19 de mayo de 2024

Editorial ¿Se Cierra la Billetera del Consumidor Colombiano?

Por La Redactora
15 de marzo de 2024
Por La Redactora
15 de marzo de 2024

A pesar de superar la escasez y la inflación decreciente, los comerciantes colombianos se encuentran al borde de un abismo de demanda en caída libre.

 

En su Bitácora Económica más reciente, la Federación Nacional de Comerciantes (Fenalco) ha revelado una dura realidad que impacta al comercio colombiano: los volúmenes de ventas de febrero de 2024 han alcanzado el registro más bajo desde 2017. Este dato no es simplemente una estadística más en el vasto océano de cifras económicas, sino un indicador preocupante de un problema que parece haberse arraigado en el sector comercial del país.
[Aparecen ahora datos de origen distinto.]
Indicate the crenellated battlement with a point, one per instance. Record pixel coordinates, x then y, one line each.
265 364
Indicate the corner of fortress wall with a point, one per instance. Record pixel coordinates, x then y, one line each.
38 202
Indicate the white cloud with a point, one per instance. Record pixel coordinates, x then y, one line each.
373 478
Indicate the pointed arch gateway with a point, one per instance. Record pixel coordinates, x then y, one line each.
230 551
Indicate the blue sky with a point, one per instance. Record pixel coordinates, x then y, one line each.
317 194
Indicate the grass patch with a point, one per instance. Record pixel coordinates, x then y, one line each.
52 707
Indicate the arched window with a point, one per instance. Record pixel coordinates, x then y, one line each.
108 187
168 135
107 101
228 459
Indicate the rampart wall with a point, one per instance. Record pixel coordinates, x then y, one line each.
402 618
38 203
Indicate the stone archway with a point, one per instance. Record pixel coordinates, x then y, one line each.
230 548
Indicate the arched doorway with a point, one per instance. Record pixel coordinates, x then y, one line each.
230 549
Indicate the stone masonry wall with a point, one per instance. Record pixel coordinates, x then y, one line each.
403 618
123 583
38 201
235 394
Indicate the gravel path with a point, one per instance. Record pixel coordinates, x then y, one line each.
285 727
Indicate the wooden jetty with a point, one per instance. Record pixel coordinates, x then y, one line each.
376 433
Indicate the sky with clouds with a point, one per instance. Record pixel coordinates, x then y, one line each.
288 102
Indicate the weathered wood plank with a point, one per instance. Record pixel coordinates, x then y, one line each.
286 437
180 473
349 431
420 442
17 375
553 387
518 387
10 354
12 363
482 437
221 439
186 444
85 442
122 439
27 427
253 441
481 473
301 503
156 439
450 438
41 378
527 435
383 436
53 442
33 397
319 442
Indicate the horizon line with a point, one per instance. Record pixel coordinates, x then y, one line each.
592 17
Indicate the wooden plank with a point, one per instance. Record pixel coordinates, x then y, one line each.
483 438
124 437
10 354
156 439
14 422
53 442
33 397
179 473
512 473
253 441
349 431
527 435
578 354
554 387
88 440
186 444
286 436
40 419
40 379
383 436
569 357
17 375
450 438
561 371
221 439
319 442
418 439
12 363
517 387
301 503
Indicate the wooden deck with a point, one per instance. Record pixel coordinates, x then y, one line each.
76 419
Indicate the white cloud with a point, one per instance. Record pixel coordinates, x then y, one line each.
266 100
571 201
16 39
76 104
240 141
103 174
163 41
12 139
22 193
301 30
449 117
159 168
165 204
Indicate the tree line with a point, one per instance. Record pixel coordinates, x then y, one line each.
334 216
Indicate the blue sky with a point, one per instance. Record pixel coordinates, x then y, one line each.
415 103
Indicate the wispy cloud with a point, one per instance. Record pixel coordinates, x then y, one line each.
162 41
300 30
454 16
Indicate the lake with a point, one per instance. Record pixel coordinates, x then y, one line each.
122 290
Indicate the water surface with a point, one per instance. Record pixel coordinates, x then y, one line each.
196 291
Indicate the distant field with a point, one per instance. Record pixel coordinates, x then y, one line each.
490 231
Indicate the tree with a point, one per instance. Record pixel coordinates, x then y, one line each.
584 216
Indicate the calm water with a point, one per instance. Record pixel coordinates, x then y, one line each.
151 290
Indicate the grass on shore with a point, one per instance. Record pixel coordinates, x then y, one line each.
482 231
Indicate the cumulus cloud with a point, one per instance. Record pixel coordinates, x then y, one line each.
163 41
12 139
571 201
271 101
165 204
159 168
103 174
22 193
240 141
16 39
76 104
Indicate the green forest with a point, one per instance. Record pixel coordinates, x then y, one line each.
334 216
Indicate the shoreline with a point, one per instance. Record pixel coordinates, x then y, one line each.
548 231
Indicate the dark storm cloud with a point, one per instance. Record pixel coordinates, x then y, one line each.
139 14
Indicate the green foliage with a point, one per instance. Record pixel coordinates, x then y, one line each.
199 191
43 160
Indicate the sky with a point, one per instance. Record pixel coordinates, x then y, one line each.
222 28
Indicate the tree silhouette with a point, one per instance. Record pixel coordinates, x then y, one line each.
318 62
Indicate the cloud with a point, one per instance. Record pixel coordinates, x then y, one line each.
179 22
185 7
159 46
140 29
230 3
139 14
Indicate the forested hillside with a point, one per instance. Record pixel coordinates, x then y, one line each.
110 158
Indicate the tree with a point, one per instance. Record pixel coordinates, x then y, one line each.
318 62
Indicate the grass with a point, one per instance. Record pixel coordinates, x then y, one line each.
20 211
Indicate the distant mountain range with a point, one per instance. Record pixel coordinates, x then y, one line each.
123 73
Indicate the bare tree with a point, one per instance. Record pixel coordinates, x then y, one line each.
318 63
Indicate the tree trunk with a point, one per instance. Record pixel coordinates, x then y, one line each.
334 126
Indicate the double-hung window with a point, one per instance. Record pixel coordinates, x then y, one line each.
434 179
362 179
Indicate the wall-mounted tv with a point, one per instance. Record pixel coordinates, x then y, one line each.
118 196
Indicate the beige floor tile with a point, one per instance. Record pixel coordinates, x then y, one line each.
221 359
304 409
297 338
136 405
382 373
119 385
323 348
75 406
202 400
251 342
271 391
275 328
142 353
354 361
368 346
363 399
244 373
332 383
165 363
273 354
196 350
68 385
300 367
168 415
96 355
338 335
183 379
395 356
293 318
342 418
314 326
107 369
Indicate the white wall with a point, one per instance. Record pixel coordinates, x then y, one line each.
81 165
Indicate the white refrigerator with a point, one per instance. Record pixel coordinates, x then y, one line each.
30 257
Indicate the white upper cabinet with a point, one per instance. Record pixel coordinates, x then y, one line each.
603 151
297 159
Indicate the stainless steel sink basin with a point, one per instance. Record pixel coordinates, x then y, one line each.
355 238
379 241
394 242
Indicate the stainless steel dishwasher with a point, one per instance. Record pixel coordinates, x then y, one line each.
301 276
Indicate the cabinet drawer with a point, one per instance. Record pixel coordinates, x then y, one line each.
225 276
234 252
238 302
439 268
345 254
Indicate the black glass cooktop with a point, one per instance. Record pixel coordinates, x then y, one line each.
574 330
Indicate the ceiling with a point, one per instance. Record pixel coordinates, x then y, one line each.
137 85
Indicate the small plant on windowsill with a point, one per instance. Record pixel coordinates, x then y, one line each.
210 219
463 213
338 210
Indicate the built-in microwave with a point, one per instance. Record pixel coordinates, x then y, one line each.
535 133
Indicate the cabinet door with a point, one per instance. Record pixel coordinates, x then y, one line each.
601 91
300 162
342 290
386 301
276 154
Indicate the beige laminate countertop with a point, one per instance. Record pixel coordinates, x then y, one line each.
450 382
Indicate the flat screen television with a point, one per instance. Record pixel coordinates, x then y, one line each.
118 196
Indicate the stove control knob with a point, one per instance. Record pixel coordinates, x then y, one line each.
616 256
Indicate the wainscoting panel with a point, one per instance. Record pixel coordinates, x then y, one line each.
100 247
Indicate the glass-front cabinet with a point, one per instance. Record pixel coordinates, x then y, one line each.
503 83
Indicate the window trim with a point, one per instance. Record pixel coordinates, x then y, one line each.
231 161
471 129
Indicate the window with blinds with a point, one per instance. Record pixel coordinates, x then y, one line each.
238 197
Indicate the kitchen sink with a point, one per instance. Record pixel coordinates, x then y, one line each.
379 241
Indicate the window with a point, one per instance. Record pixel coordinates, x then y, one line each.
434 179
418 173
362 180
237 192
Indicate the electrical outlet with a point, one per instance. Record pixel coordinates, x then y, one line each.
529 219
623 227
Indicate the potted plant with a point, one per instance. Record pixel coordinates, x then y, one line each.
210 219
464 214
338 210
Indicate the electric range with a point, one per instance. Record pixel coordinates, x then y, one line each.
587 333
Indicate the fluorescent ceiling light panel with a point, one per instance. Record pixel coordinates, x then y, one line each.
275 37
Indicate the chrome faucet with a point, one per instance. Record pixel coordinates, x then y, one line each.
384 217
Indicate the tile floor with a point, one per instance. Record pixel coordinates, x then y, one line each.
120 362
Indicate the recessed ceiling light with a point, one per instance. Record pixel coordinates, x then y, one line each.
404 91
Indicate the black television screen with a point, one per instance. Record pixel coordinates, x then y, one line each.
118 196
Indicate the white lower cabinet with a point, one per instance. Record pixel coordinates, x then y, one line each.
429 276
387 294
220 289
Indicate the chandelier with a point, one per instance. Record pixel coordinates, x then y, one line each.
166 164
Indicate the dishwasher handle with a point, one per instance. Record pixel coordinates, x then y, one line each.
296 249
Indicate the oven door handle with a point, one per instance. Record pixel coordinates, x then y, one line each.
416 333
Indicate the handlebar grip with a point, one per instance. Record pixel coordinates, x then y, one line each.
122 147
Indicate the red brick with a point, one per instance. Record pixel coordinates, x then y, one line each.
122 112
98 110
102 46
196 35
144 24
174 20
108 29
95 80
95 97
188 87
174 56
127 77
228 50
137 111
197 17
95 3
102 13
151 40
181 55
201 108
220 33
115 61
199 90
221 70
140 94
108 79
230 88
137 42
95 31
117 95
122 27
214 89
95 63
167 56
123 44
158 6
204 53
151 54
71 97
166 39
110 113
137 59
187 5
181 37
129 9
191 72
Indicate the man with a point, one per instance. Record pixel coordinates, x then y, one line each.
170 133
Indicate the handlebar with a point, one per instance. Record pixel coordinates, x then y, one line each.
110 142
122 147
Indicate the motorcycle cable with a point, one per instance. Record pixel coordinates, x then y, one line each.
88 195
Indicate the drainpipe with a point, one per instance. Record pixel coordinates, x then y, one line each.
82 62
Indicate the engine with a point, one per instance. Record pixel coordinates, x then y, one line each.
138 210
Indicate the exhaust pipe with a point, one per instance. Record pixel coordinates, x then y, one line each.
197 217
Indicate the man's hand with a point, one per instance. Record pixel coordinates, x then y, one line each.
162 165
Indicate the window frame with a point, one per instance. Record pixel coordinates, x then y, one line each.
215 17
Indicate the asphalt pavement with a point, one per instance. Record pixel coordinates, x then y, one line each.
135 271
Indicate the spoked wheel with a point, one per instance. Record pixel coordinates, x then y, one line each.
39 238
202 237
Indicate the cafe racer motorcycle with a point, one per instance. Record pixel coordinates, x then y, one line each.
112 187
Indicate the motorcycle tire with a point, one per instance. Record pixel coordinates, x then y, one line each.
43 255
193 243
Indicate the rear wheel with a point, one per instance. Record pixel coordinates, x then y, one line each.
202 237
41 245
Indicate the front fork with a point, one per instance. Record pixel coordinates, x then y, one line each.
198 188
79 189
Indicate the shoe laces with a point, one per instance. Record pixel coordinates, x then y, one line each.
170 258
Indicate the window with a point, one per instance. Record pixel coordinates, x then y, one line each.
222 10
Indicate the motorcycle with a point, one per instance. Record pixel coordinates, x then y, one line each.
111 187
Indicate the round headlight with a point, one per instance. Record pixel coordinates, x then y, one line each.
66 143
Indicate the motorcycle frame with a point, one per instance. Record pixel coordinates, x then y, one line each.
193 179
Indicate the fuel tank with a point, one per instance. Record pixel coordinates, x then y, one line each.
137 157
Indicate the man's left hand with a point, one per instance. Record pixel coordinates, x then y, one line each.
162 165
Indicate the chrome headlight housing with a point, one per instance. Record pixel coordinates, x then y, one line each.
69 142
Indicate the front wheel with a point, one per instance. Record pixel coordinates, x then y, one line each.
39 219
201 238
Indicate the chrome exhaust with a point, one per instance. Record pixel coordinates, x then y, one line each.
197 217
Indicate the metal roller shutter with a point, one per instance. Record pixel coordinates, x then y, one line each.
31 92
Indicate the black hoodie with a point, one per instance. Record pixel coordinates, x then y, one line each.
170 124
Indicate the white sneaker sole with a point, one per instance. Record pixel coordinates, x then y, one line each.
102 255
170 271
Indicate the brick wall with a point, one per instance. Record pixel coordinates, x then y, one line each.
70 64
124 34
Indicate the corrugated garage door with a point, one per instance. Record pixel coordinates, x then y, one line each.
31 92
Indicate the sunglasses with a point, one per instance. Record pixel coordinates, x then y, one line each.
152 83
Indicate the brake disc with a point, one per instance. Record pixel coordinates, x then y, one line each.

A pesar de haber superado la escasez de productos y de presenciar una disminución en la inflación, los comerciantes se enfrentan ahora a un precipicio de demanda decreciente. La inflación, ese espectro que ha acechado la economía colombiana, parece estar retrocediendo, pero no por las razones que muchos esperarían. La teoría que gana terreno es que la reducción de la inflación no es el fruto de un mercado equilibrado, sino la consecuencia directa de un consumidor que ha cerrado su billetera frente al alto costo del dinero y unos precios que se disparan desproporcionadamente en comparación con los ingresos familiares.

Las cifras respaldan esta teoría. El Departamento Administrativo Nacional de Estadística (DANE) ha informado que la producción de la industria manufacturera experimentó una caída del 4,3% en enero de 2024. Sectores clave como la fabricación de vehículos automotores, los productos textiles y la confección de prendas de vestir han sufrido descensos significativos, con reducciones del 34,3%, 19,8% y 14,0% respectivamente.

Este fenómeno no se limita a la manufactura; se proyecta como una sombra sobre otras industrias esenciales como la construcción y el comercio. El consumo, ese motor de la economía, parece haberse estancado, con los ciudadanos reacios a gastar debido a las altas tasas de interés y a una notable falta de nuevas oportunidades de empleo formal. Este panorama desalentador empuja a la economía hacia un estado de letargo, un limbo peligrosamente cercano a la deflación.

Frente a este escenario, el gasto público surge como un faro de esperanza, la posible solución para reactivar el consumo y revitalizar una economía que hoy se encuentra en un punto de inflexión. Sin embargo, con la ejecución extremadamente baja de la inversión pública, ¿será esto posible?